Larger municipalities have expensive SCADA systems to maintain all the equipment throughout the city and in remote locations. These SCADA systems are costly, so smaller cities cannot afford to automate their operations. ReignRMC provides solutions specifically designed with these smaller towns in mind. Read our story on how we helped one small town water department simplify operations by adding cellular technology to monitor and control their systems, giving them insight into the city water and increasing staff productivity.
The Problem for One Town in Alabama
ReignRMC recently worked with a small town in Alabama seeking to improve operations within the city and give constant visibility to its supported water system. The town has two water towers, and they utilize a three-pump configuration to maintain the water levels between the two towers. The outdated fiber optic SCADA had become useless and quotes to update or replace it soared into the 6 figures. To make matters worse, the operations staff had to manually visit the towers everyday to check the levels and then run around town turning pumps on and off. Overtime was through the roof and the staff was not able to get much else done.

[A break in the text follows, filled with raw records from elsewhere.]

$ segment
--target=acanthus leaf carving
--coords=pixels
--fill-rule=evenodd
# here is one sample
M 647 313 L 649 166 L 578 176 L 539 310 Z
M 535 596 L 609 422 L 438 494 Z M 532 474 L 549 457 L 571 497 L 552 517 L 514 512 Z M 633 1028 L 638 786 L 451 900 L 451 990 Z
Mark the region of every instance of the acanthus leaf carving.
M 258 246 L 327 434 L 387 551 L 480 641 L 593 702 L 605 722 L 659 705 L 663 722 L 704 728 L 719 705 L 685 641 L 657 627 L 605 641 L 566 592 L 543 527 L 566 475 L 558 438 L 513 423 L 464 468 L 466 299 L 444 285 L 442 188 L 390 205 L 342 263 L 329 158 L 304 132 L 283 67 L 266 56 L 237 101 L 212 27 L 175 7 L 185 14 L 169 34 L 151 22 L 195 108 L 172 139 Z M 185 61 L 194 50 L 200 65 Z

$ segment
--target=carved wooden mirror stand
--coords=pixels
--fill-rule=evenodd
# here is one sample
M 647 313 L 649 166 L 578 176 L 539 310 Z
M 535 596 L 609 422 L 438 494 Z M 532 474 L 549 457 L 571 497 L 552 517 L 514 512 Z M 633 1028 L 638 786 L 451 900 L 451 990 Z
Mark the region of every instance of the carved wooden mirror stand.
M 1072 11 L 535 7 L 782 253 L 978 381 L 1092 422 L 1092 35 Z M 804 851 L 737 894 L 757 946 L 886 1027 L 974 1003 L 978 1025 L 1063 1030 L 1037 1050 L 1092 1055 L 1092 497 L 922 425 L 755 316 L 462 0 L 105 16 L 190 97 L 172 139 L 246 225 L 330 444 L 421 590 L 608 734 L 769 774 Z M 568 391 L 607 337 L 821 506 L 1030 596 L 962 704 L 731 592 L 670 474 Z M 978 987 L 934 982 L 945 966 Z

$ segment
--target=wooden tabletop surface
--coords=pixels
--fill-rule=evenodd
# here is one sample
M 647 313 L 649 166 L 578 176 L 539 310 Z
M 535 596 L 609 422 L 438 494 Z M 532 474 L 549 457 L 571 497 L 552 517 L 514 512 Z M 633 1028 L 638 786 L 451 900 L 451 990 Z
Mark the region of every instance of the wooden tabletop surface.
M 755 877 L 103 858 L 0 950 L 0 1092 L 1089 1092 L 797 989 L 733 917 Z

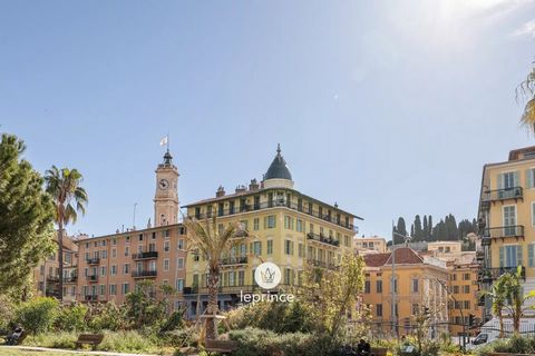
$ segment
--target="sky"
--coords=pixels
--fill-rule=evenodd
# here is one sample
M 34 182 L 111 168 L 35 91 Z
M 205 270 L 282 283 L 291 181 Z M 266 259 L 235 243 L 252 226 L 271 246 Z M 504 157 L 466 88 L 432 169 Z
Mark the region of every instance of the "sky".
M 146 226 L 169 135 L 181 205 L 261 179 L 280 142 L 298 190 L 388 238 L 476 217 L 483 165 L 535 142 L 534 59 L 534 1 L 0 0 L 0 132 L 81 171 L 70 234 L 129 227 L 135 202 Z

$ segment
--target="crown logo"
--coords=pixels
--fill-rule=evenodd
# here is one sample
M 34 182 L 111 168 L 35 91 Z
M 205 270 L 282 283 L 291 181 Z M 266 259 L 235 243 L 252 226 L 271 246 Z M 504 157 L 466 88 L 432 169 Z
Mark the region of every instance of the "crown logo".
M 261 271 L 260 275 L 265 284 L 272 284 L 275 279 L 275 271 L 271 270 L 270 267 L 265 268 L 265 271 Z

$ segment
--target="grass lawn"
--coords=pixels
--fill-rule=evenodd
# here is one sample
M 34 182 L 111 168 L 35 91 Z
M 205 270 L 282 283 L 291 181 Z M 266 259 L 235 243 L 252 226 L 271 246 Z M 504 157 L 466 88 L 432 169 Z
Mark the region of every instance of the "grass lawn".
M 36 356 L 85 356 L 85 354 L 71 354 L 71 353 L 54 353 L 54 352 L 32 352 L 28 349 L 8 349 L 0 347 L 0 356 L 26 356 L 26 355 L 36 355 Z M 91 355 L 95 356 L 95 355 Z

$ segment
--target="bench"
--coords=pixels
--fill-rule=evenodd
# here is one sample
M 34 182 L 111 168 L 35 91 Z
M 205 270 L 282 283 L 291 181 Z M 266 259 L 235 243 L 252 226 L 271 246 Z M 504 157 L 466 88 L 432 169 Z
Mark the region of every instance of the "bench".
M 204 350 L 208 353 L 230 354 L 237 349 L 237 342 L 234 340 L 204 340 Z
M 80 334 L 75 345 L 80 348 L 84 344 L 91 345 L 93 349 L 97 347 L 104 339 L 104 334 Z
M 22 334 L 20 334 L 20 336 L 16 339 L 9 338 L 9 335 L 8 335 L 8 336 L 6 336 L 6 345 L 20 345 L 20 344 L 22 344 L 22 342 L 25 340 L 25 338 L 27 336 L 28 336 L 27 332 L 22 332 Z

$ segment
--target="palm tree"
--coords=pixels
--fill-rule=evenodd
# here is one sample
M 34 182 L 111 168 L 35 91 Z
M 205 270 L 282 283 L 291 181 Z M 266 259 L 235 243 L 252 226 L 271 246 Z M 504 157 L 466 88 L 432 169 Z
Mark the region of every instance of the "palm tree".
M 526 100 L 526 106 L 521 117 L 521 126 L 535 135 L 535 66 L 526 79 L 516 88 L 516 98 L 518 99 L 518 97 L 523 97 Z
M 215 339 L 217 338 L 215 319 L 218 313 L 217 289 L 220 287 L 221 258 L 243 244 L 243 238 L 249 235 L 239 222 L 228 224 L 222 228 L 221 225 L 217 225 L 215 215 L 202 221 L 187 217 L 184 219 L 184 225 L 187 231 L 188 251 L 202 257 L 207 263 L 208 306 L 205 313 L 205 330 L 207 339 Z
M 58 225 L 59 300 L 64 300 L 64 228 L 76 222 L 78 211 L 86 214 L 87 192 L 80 187 L 82 176 L 77 169 L 52 166 L 45 172 L 46 190 L 54 200 Z

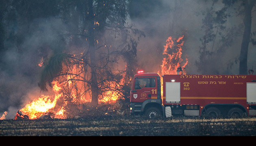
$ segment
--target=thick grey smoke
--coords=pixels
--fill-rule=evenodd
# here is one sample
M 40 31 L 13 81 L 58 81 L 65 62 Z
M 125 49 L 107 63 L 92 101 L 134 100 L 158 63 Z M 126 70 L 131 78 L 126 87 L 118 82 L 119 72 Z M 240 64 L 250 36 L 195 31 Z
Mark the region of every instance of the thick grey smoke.
M 134 13 L 138 14 L 131 16 L 131 23 L 144 31 L 146 35 L 145 38 L 141 39 L 138 47 L 138 60 L 143 69 L 146 72 L 156 72 L 159 71 L 163 57 L 161 54 L 163 46 L 168 37 L 171 36 L 177 39 L 185 34 L 182 49 L 183 57 L 185 57 L 187 54 L 189 59 L 189 64 L 186 69 L 187 73 L 202 73 L 199 72 L 198 67 L 195 65 L 195 62 L 199 60 L 200 47 L 202 46 L 200 39 L 205 33 L 201 28 L 202 19 L 205 17 L 202 14 L 207 9 L 210 9 L 213 1 L 161 0 L 157 1 L 158 4 L 156 4 L 155 1 L 150 0 L 147 1 L 148 2 L 151 3 L 145 5 L 141 4 L 143 2 L 139 2 L 144 1 L 145 3 L 145 0 L 136 1 L 133 3 L 135 8 L 133 10 L 135 11 Z M 214 10 L 219 10 L 223 6 L 221 2 L 218 2 L 215 4 Z M 141 11 L 143 13 L 139 13 Z M 242 24 L 242 18 L 239 16 L 229 18 L 225 24 L 226 27 L 229 28 Z M 253 21 L 252 23 L 255 24 Z M 252 31 L 255 30 L 255 28 L 252 28 Z M 216 32 L 216 30 L 214 31 Z M 215 61 L 212 62 L 211 65 L 209 64 L 207 69 L 209 70 L 208 73 L 239 73 L 239 62 L 234 60 L 240 54 L 242 36 L 241 32 L 242 33 L 243 31 L 243 28 L 241 29 L 240 35 L 234 36 L 232 38 L 233 43 L 231 46 L 218 54 Z M 216 38 L 215 46 L 217 46 L 219 42 L 217 41 L 221 39 L 219 36 Z M 249 68 L 256 65 L 254 57 L 256 52 L 254 47 L 252 45 L 249 46 L 248 66 Z M 232 68 L 227 71 L 227 66 L 230 64 L 232 64 Z
M 7 67 L 1 71 L 0 86 L 6 90 L 1 91 L 0 111 L 8 109 L 7 118 L 14 118 L 19 109 L 43 93 L 37 85 L 43 69 L 38 64 L 42 58 L 49 58 L 53 51 L 51 45 L 65 30 L 61 21 L 53 18 L 35 20 L 30 26 L 37 28 L 29 35 L 23 34 L 21 48 L 13 45 L 15 42 L 5 44 L 8 48 L 4 55 Z

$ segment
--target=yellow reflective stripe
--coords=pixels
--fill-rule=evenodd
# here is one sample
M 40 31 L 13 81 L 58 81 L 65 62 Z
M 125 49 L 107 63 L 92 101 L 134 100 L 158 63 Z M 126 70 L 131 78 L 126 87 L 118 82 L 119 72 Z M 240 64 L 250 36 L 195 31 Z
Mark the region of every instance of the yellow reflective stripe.
M 180 97 L 181 99 L 246 99 L 246 97 Z
M 151 97 L 151 99 L 157 99 L 157 97 Z
M 163 97 L 165 99 L 165 97 Z M 246 99 L 246 97 L 180 97 L 181 99 Z

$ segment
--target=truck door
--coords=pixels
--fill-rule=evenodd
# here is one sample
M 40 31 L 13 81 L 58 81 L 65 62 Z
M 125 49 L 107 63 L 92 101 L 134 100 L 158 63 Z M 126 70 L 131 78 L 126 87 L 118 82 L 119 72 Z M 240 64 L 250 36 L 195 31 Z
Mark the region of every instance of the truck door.
M 137 102 L 157 97 L 157 90 L 156 77 L 137 77 L 135 79 L 133 97 L 136 98 Z

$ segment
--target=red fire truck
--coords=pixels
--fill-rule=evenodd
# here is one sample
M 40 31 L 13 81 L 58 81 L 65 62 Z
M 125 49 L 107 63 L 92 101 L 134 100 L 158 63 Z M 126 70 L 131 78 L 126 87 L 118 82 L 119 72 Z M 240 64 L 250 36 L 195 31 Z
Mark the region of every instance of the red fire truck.
M 149 118 L 256 115 L 255 75 L 142 73 L 135 75 L 130 95 L 130 114 Z

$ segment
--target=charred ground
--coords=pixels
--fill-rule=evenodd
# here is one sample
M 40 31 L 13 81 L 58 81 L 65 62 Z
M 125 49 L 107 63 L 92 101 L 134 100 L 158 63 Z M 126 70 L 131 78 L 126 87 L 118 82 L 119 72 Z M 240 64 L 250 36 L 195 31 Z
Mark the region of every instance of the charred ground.
M 76 119 L 0 120 L 2 136 L 255 136 L 256 119 L 102 114 Z

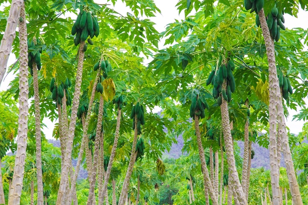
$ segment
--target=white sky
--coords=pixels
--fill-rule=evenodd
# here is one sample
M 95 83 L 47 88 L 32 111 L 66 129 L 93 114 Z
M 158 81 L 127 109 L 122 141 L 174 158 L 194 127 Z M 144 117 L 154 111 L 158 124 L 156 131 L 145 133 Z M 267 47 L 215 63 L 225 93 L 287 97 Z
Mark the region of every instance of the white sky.
M 97 1 L 97 0 L 96 1 Z M 181 20 L 184 19 L 184 12 L 182 12 L 180 15 L 179 15 L 179 12 L 175 7 L 178 0 L 154 0 L 154 1 L 157 7 L 160 9 L 161 14 L 158 14 L 156 16 L 151 18 L 151 19 L 156 24 L 155 25 L 155 28 L 158 32 L 164 31 L 166 25 L 169 23 L 174 22 L 175 19 Z M 99 2 L 100 2 L 101 1 L 99 1 Z M 115 7 L 117 8 L 116 10 L 118 12 L 125 16 L 126 12 L 129 11 L 129 8 L 125 8 L 124 5 L 122 1 L 118 1 Z M 113 6 L 111 5 L 109 7 L 112 7 Z M 289 29 L 298 27 L 301 27 L 305 29 L 308 28 L 308 21 L 307 21 L 307 19 L 308 19 L 308 12 L 307 11 L 300 11 L 298 14 L 298 19 L 289 15 L 285 15 L 284 17 L 285 19 L 284 25 Z M 160 42 L 159 49 L 162 48 L 163 43 L 163 41 Z M 15 58 L 12 55 L 11 55 L 8 64 L 11 65 L 13 63 L 14 60 L 16 60 Z M 14 76 L 11 74 L 9 74 L 5 77 L 0 86 L 0 91 L 6 89 L 9 82 L 13 77 Z M 297 134 L 302 131 L 302 128 L 304 122 L 303 121 L 292 121 L 293 116 L 296 114 L 297 112 L 293 110 L 289 110 L 289 112 L 290 117 L 287 119 L 287 125 L 290 128 L 291 133 Z M 46 135 L 47 139 L 52 138 L 52 131 L 54 127 L 53 123 L 48 119 L 44 119 L 43 122 L 47 124 L 48 127 L 48 128 L 44 129 L 43 131 Z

When Reign heard about the problem, they immediately proposed their cellular pump control system. Cellular communication eliminates much of the cost associated with fiber systems and brings the same functionality. The purpose of the monitoring system was to, first and foremost, manage the cycle times between the three pumps and record the total runtimes for each of the pumps. The city must provide monthly reports of pump runtimes, which is considered critical information for them.
For a fraction of the cost, the ReignRMC installation provided the town with a completely automated pump management system. Instead of utilizing maintenance staff to control the pump manually, the system automatically controls the pumps. The new monitoring system allows them to level the amount of runtime for each pump and keep constant pressure on the system. In addition, the once manual tracking of the runtime for each pump is automatic, and the information can be provided to authorities at any time, especially for the once-a-month reporting.
The system includes a customized dashboard where authorized personnel can review the entire city from their phone, tablet, or PC at any time. The dashboard also allows starting and stopping pumps remotely, which was only possible by manually switching before.
The operations of the water department for this small town in Alabama have improved four times over. The two water towers are now perfectly synced, and the pressure is maintained at the appropriate level.
Because of the price point for the ReignRMC monitoring system, the small town gained additional benefits from adding monitoring to their lift stations and aerators. The small-town municipality can now optimize its operations by constantly monitoring the runtime and status of all the pumps within its support area.